Autorenbild: Matthias KrönMatthias Krön

Aktualisiert: vor 2 Tagen

Wer kennt es nicht aus früheren Zeiten: zielloses aus dem Fenster starren, ins Leere schauen, während man auf den Bus wartet. Diese Zeit ohne feste Intention ist durch das Scrollen und Swipen auf dem Handy ersetzt worden - daydreaming adieu? Geht uns dadurch etwas verloren, braucht unser Gehirn etwa diese Art von Ruhepausen genau so wie den Schlaf?

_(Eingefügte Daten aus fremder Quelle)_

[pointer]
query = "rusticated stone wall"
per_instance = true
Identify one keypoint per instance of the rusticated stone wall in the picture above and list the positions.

Tagträumen, dieses vertraute Abdriften der Gedanken in imaginäre Welten, wird oft als Zeitverschwendung oder Zeichen mangelnder Konzentration abgetan. Doch die Wissenschaft enthüllt zunehmend die faszinierende Komplexität dieses mentalen Zustands und seine Bedeutung für unsere Kreativität. Was genau passiert in unserem Gehirn, wenn wir tagträumen? Und wie beeinflusst dieses scheinbar passive Gedankenwandern unsere Fähigkeit, Neues zu erschaffen? Dieser Artikel befasst sich mit den neurologischen Prozessen des Tagträumens und erforscht, wie wir Tagträume gezielt zur Steigerung unserer Kreativität einsetzen können.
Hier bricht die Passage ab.